Pârvu Ovidiu, Gilbert David
Department of Computer Science, Brunel University, Kingston Lane, Uxbridge, UB8 3PH, London, UK.
BMC Syst Biol. 2014 Dec 2;8:124. doi: 10.1186/s12918-014-0124-0.
Computational models play an increasingly important role in systems biology for generating predictions and in synthetic biology as executable prototypes/designs. For real life (clinical) applications there is a need to scale up and build more complex spatio-temporal multiscale models; these could enable investigating how changes at small scales reflect at large scales and viceversa. Results generated by computational models can be applied to real life applications only if the models have been validated first. Traditional in silico model checking techniques only capture how non-dimensional properties (e.g. concentrations) evolve over time and are suitable for small scale systems (e.g. metabolic pathways). The validation of larger scale systems (e.g. multicellular populations) additionally requires capturing how spatial patterns and their properties change over time, which are not considered by traditional non-spatial approaches.
We developed and implemented a methodology for the automatic validation of computational models with respect to both their spatial and temporal properties. Stochastic biological systems are represented by abstract models which assume a linear structure of time and a pseudo-3D representation of space (2D space plus a density measure). Time series data generated by such models is provided as input to parameterised image processing modules which automatically detect and analyse spatial patterns (e.g. cell) and clusters of such patterns (e.g. cellular population). For capturing how spatial and numeric properties change over time the Probabilistic Bounded Linear Spatial Temporal Logic is introduced. Given a collection of time series data and a formal spatio-temporal specification the model checker Mudi ( http://mudi.modelchecking.org ) determines probabilistically if the formal specification holds for the computational model or not. Mudi is an approximate probabilistic model checking platform which enables users to choose between frequentist and Bayesian, estimate and statistical hypothesis testing based validation approaches. We illustrate the expressivity and efficiency of our approach based on two biological case studies namely phase variation patterning in bacterial colony growth and the chemotactic aggregation of cells.

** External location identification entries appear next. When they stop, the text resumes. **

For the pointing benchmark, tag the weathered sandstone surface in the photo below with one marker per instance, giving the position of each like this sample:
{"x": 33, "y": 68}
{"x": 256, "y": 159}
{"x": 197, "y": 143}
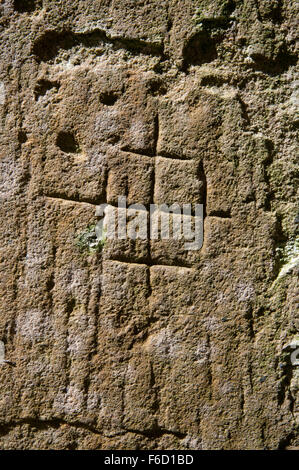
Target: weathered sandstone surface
{"x": 144, "y": 345}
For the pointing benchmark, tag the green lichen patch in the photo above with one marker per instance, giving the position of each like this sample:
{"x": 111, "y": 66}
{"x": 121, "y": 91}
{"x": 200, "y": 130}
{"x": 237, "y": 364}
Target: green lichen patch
{"x": 89, "y": 241}
{"x": 288, "y": 257}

The formal methodology implemented in Mudi enables the validation of computational models against spatio-temporal logic properties and is a precursor to the development and validation of more complex multidimensional and multiscale models.

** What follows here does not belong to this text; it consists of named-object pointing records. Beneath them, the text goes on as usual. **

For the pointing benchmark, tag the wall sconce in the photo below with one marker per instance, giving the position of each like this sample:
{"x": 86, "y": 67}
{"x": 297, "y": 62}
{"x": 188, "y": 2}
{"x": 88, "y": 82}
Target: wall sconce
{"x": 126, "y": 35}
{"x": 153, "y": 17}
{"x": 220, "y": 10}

计算模型在系统生物学中对于生成预测起着越来越重要的作用,在合成生物学中作为可执行的原型/设计。对于实际生活(临床)应用,需要扩大规模并构建更复杂的时空多尺度模型;这些模型能够研究小尺度变化如何在大尺度上反映,反之亦然。只有在模型首先经过验证的情况下,计算模型产生的结果才能应用于实际生活应用。传统的计算机模拟模型检查技术仅捕捉无量纲属性(如浓度)如何随时间演变,适用于小规模系统(如代谢途径)。对更大规模系统(如多细胞群体)的验证还需要捕捉空间模式及其属性如何随时间变化,而传统的非空间方法并未考虑这一点。
我们开发并实施了一种针对计算模型的空间和时间属性进行自动验证的方法。随机生物系统由抽象模型表示,该模型假设时间具有线性结构,空间采用伪三维表示(二维空间加上密度度量)。由此类模型生成的时间序列数据作为输入提供给参数化图像处理模块,该模块自动检测和分析空间模式(如细胞)以及此类模式的集群(如细胞群体)。为了捕捉空间和数值属性如何随时间变化,引入了概率有界线性空间时间逻辑。给定一组时间序列数据和一个形式化的时空规范,模型检查器Mudi(http://mudi.modelchecking.org)以概率方式确定形式化规范是否适用于计算模型。Mudi是一个近似概率模型检查平台,它使用户能够在频率主义和贝叶斯方法之间进行选择,基于估计和统计假设检验的验证方法。我们基于两个生物学案例研究,即细菌菌落生长中的相变模式和细胞的趋化聚集,说明了我们方法的表达能力和效率。
Mudi中实现的形式化方法能够针对时空逻辑属性对计算模型进行验证,并且是开发和验证更复杂的多维和多尺度模型的先驱。